I figure if he loans me money i only owe him sex for the rest of the summer before i pay him back, right?
So I answered the door in my underwear expecting my boyfriend. Instead I opened the door to Mormon missionaries. Do you think that was a sign from God?
so after he got his stomach pumped, he asked for a smoking room.
And the cops told us we were all naked.
Restaurants Roasting People Who Gave Them Negative Yelp Reviews (25 Pics)
Definitely just blazed with the housekeeper. That woman needs a raise
I'm texting you from across the beer pong table to tell you that the drunk chick you brought over needs to disappear. like now.
I thought I walked in on an orgy of smurfs. Man I love shrooms
sorry can't make it tonight, greg's getting back from italy. he's had two weeks of carbs and no gym; now's my chance to get myself a piece of that newly-fat, low self-esteemed ass.

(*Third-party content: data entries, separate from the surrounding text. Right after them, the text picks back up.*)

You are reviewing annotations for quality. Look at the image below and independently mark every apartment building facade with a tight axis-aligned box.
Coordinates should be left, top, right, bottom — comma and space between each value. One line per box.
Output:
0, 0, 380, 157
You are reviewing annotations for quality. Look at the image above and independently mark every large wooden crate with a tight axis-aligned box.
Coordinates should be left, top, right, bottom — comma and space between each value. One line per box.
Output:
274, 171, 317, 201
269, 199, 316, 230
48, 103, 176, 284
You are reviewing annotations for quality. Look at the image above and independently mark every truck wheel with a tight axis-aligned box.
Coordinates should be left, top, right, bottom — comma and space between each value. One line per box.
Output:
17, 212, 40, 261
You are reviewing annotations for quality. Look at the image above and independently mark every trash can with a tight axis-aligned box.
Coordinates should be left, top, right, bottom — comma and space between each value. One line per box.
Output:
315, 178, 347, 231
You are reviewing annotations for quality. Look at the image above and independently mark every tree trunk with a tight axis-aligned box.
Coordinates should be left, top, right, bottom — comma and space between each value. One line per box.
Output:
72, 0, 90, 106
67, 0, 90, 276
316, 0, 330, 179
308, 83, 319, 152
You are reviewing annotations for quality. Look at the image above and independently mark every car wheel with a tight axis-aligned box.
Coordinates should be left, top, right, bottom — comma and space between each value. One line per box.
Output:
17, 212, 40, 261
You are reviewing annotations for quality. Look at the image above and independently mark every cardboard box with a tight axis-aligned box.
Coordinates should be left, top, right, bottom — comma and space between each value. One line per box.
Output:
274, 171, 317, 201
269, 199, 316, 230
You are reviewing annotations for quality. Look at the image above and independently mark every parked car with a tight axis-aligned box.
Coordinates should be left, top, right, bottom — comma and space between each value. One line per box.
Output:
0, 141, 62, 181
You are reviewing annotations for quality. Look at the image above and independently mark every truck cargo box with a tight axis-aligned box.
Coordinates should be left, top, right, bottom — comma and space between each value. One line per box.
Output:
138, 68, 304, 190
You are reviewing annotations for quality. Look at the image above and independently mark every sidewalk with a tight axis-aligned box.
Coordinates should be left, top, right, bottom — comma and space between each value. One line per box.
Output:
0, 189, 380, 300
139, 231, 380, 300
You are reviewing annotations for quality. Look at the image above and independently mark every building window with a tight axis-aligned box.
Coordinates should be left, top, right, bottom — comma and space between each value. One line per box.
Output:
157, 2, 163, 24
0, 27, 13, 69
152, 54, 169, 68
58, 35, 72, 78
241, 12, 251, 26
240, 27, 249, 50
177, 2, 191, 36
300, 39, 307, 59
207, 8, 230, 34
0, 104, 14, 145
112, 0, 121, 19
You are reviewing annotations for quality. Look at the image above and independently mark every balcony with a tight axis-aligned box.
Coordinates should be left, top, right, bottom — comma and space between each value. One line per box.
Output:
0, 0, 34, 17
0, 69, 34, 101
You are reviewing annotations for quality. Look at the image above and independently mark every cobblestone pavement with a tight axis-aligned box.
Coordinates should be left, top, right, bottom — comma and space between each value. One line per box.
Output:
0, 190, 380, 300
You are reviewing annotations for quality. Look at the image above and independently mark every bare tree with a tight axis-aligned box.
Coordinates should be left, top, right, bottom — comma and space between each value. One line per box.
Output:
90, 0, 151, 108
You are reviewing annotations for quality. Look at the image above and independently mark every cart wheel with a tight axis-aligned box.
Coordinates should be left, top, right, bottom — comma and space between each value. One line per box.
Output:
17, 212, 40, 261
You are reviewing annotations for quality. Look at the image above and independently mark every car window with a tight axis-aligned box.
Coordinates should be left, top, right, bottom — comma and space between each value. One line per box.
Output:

Your panties and toothbrush are in your mailbox. just not ready to be with anyone serious. take care.
Woman Posts Harassing DMs From Creep Online, Now He’s Upset Because People Told His Mom
Both the cop and the paramedic were hitting on me while I was on the ambulance. My boob fell out and they just about had full on erections right there. They Came back two hours later to sign my cast with their phone numbers. #stillhotwhilebleeding
Good for him. He wanted to accomplish walking across niagara, I'm hoping to accomplish not throwing up tomoro nite, we all have our own priorities in life.
Well you busted in the house and yelled with pride about Uber giving you a ride over with your new bong.
please let it be arousing that I used numbers to figure out how well I'd give you head
The fact that you screamed, "Alf is my spirit animal!" is proof enough that we're too old for peyote.
I've finally become one of those chicks with a taco in her purse.